Woody Allen Won’t Put American Apparel Out of Business, but the Market Might


News came today that ’70s gym teacher staple neon tights dispensary and actually awesome hoodie outlet American Apparel has agreed to pay director Woody Allen five million dollars to settle his lawsuit over their inscrutable misuse of Annie Hall imagery. Titillating for sure, but one can’t help but wonder: are they trying to distract us from their financials? After the jump, some very bad business news that’s about to be buried. The question it begs: is American Apparel at an end?

Ok, “at an end” may be an over-reach, but something big is afoot. While American Apparel isn’t in the death spiral, things aren’t exactly looking awesome. Despite status as the only remaining 100% American textile manufacturer and their ever-increasing cred, the clothing company reported a comparable 7% decrease in sales in April and it’s being estimated that their first quarter will dip into the red with a five cents-a-share loss (last year this time, they were operating at a two-cent profit).
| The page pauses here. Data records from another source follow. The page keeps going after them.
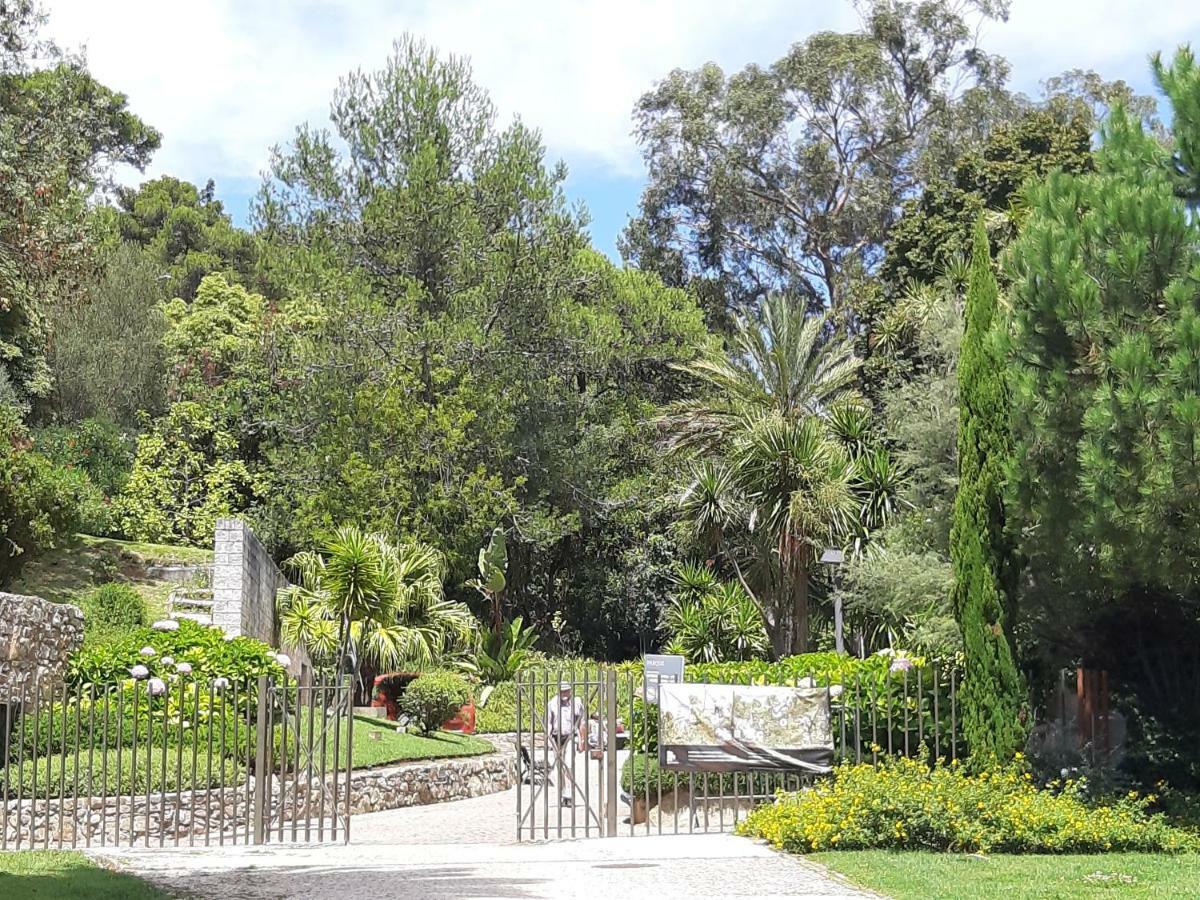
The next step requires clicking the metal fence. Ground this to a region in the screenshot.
[0,677,353,850]
[516,664,964,840]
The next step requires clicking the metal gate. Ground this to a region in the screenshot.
[516,661,960,840]
[0,671,354,850]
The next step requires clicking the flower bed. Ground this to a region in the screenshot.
[738,758,1198,853]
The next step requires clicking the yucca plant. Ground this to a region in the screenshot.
[276,527,478,671]
[475,616,538,684]
[664,564,768,662]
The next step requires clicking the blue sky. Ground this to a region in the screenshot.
[47,0,1200,260]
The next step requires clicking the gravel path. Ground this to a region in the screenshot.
[94,834,874,900]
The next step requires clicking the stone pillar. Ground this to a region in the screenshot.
[212,518,311,679]
[0,593,83,703]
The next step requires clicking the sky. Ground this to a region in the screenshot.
[43,0,1200,254]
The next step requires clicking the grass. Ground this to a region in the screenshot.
[8,534,212,619]
[805,851,1200,900]
[343,716,494,769]
[275,713,496,770]
[0,850,167,900]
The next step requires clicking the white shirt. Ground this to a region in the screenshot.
[546,697,584,738]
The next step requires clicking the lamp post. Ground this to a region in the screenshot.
[821,547,846,653]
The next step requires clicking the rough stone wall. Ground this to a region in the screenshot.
[350,752,517,814]
[0,752,517,848]
[212,518,287,646]
[0,593,83,703]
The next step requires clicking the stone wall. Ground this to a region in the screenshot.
[212,518,312,683]
[350,752,517,812]
[0,593,83,703]
[212,518,287,647]
[0,752,517,848]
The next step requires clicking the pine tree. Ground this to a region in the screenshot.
[950,220,1025,760]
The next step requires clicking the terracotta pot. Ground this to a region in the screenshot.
[629,797,649,824]
[442,701,475,734]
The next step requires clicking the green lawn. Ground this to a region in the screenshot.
[275,715,494,769]
[806,851,1200,900]
[343,718,494,769]
[8,534,212,619]
[0,850,167,900]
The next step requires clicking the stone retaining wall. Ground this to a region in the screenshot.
[0,593,83,703]
[0,752,516,848]
[350,752,517,812]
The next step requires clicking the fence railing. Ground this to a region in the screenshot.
[517,660,965,840]
[0,676,353,850]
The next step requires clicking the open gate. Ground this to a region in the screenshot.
[516,659,961,840]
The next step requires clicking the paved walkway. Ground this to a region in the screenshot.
[92,834,871,900]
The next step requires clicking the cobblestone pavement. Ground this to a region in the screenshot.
[87,835,874,900]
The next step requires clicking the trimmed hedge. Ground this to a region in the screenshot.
[0,743,245,799]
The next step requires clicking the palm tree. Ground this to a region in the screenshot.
[664,294,860,452]
[276,526,476,686]
[662,296,895,656]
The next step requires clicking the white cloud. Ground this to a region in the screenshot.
[37,0,1200,194]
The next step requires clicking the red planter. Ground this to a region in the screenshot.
[371,672,420,721]
[442,701,475,734]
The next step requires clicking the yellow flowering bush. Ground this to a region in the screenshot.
[738,758,1198,853]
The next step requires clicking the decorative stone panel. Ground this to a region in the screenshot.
[0,593,83,703]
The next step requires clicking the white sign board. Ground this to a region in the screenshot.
[642,653,684,703]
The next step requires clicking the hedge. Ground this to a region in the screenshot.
[0,744,245,799]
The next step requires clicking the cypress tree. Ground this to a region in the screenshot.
[950,220,1025,760]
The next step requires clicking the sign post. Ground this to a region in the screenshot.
[642,653,684,704]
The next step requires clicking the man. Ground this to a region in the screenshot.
[546,682,588,806]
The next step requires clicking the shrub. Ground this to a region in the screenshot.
[79,582,146,631]
[67,619,283,684]
[2,745,244,798]
[8,678,258,762]
[475,616,538,684]
[738,758,1198,853]
[34,419,136,497]
[400,672,470,734]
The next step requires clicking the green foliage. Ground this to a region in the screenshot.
[107,176,257,300]
[475,682,518,734]
[664,295,902,656]
[475,616,538,684]
[0,403,90,588]
[34,419,136,497]
[79,582,148,644]
[400,672,470,734]
[4,743,245,799]
[68,619,283,685]
[737,760,1196,853]
[276,527,476,671]
[1008,79,1200,596]
[880,109,1092,293]
[0,12,160,408]
[254,38,707,655]
[950,222,1028,762]
[840,547,962,656]
[116,401,257,546]
[664,565,768,662]
[622,2,1006,310]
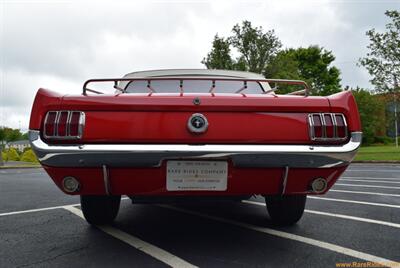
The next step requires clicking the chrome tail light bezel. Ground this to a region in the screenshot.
[308,113,349,142]
[43,110,86,140]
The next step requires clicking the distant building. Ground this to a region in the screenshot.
[6,140,31,152]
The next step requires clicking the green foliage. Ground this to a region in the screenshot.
[228,21,282,73]
[6,148,19,161]
[360,10,400,91]
[201,35,234,70]
[353,88,385,145]
[202,21,341,95]
[21,149,38,163]
[202,21,282,73]
[264,46,341,96]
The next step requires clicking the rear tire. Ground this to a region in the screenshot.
[265,195,307,226]
[81,195,121,225]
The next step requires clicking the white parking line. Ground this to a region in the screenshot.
[0,204,80,217]
[335,183,400,189]
[242,200,400,229]
[64,206,197,267]
[160,206,395,263]
[339,179,400,184]
[340,176,400,181]
[307,196,400,208]
[0,197,129,217]
[329,189,400,197]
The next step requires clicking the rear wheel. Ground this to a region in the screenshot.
[81,195,121,224]
[265,195,307,226]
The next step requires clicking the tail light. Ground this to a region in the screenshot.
[43,111,85,140]
[308,113,348,141]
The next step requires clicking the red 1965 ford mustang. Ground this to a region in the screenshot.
[29,70,361,225]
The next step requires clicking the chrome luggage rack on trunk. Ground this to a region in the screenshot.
[83,76,310,96]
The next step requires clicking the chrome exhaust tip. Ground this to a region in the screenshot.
[62,176,81,193]
[311,178,328,194]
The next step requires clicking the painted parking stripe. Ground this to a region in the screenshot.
[0,204,80,217]
[335,183,400,189]
[340,176,400,181]
[160,205,395,263]
[329,189,400,197]
[307,196,400,208]
[339,179,400,184]
[64,206,197,267]
[242,200,400,229]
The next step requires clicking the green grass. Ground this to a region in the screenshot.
[354,145,400,161]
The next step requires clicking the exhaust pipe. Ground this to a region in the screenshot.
[311,178,328,194]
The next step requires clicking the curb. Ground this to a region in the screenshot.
[351,160,400,164]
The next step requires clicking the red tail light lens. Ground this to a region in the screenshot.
[312,114,323,138]
[324,114,335,138]
[308,113,347,141]
[44,112,57,136]
[44,111,85,140]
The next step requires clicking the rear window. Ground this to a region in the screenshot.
[126,80,264,94]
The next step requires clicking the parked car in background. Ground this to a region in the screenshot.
[29,69,361,225]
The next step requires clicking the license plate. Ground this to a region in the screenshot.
[167,161,228,191]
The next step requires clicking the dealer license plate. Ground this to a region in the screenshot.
[167,161,228,191]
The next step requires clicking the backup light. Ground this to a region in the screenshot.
[62,176,80,193]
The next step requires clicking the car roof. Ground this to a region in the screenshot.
[124,69,265,79]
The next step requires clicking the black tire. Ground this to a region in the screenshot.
[265,195,307,226]
[81,195,121,225]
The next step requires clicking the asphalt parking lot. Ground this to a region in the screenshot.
[0,164,400,267]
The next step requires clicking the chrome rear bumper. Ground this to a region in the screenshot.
[29,130,362,168]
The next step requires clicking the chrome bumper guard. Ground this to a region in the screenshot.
[29,130,362,168]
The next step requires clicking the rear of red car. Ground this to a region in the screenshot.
[30,70,361,225]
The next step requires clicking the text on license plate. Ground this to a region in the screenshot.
[167,161,228,191]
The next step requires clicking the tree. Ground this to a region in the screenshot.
[228,21,282,73]
[359,10,400,92]
[264,46,341,96]
[201,34,234,70]
[0,127,6,166]
[202,21,341,95]
[352,88,386,145]
[201,21,282,73]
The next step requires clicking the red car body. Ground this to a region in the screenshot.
[29,70,361,224]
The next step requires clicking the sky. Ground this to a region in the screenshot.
[0,0,400,131]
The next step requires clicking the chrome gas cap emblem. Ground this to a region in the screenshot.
[187,114,208,134]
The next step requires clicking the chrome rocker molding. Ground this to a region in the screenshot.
[29,130,362,168]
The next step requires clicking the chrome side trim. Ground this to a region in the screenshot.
[43,110,85,140]
[308,113,349,142]
[29,130,362,168]
[281,166,289,195]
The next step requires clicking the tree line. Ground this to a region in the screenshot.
[201,10,400,144]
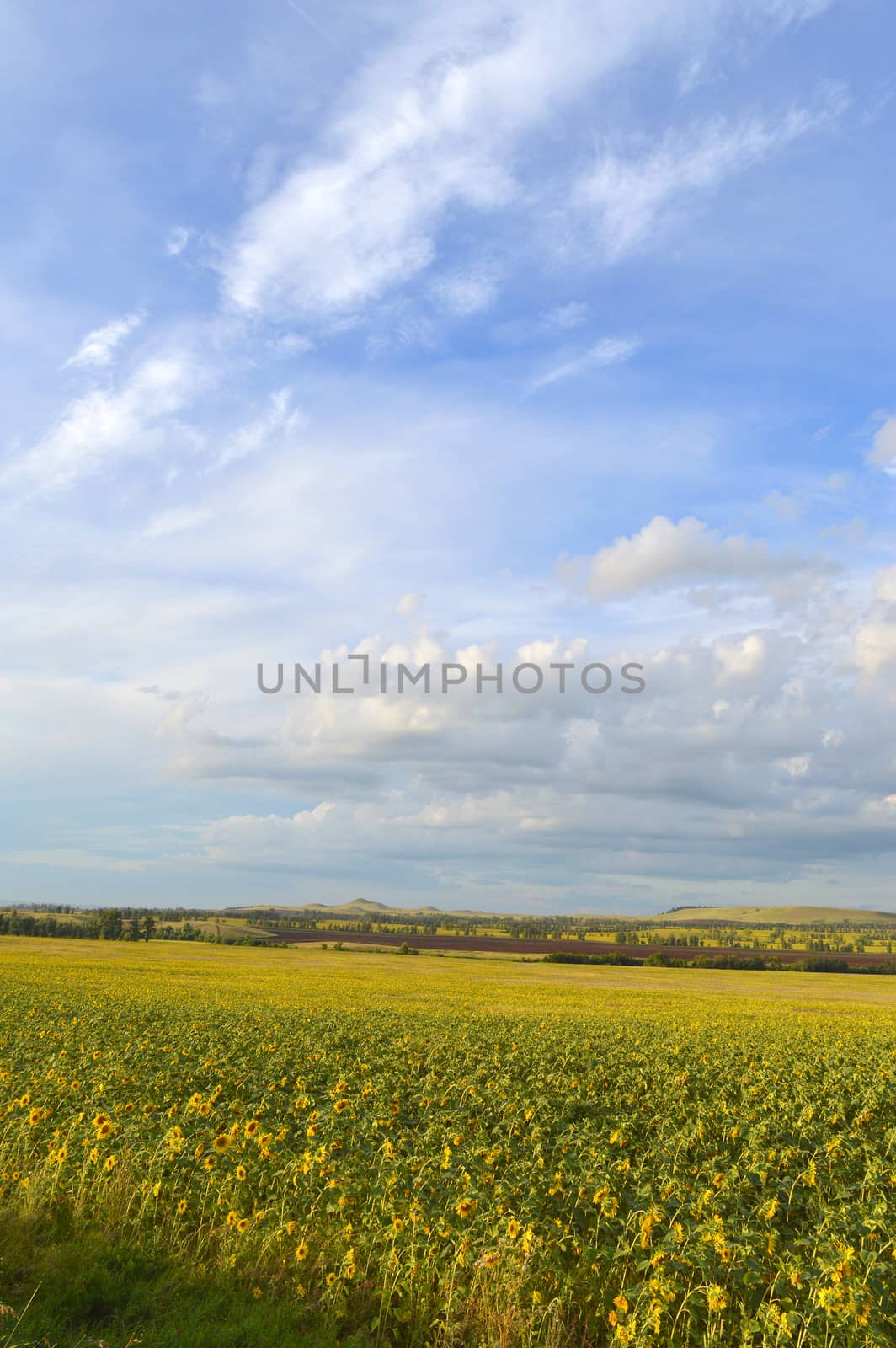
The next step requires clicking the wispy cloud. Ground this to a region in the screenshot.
[62,310,146,369]
[528,337,642,395]
[574,88,847,260]
[8,350,204,492]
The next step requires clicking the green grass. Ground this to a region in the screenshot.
[0,1215,350,1348]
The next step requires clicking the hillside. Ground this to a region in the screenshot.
[645,903,896,926]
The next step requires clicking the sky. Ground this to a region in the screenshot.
[0,0,896,914]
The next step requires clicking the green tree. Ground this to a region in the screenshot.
[99,908,124,941]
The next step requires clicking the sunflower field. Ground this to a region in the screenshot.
[0,939,896,1348]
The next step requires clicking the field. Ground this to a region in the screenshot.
[0,937,896,1348]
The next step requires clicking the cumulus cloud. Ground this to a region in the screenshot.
[865,416,896,469]
[559,515,806,602]
[712,632,768,681]
[62,310,146,369]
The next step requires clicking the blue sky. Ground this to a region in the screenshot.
[0,0,896,912]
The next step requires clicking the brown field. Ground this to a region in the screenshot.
[259,928,896,968]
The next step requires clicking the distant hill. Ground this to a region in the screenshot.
[647,903,896,926]
[224,899,493,919]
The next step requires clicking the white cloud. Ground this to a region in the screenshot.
[530,337,640,393]
[143,506,211,538]
[544,299,591,330]
[4,350,204,490]
[214,388,305,468]
[62,310,144,369]
[559,515,802,602]
[575,93,845,260]
[433,268,497,318]
[712,632,768,681]
[164,225,193,258]
[4,352,204,490]
[865,416,896,468]
[221,0,840,318]
[395,591,426,618]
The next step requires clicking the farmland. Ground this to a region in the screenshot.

Now, I’m no cynic, but it is interesting to announce a sensational lawsuit settlement on Monday morning, then quietly have a conference call about your financials later the same afternoon. I wonder which story will get all the attention?

It’s sort of like using the “Legalize LA” campaign to distract from the fact that the work in sweat shops could also be descibed as “vertically integrated manufaturing” (what does that even mean!?) or semi-clad sluts to distract from the fact that your plain t-shirts are unbelievably overpriced.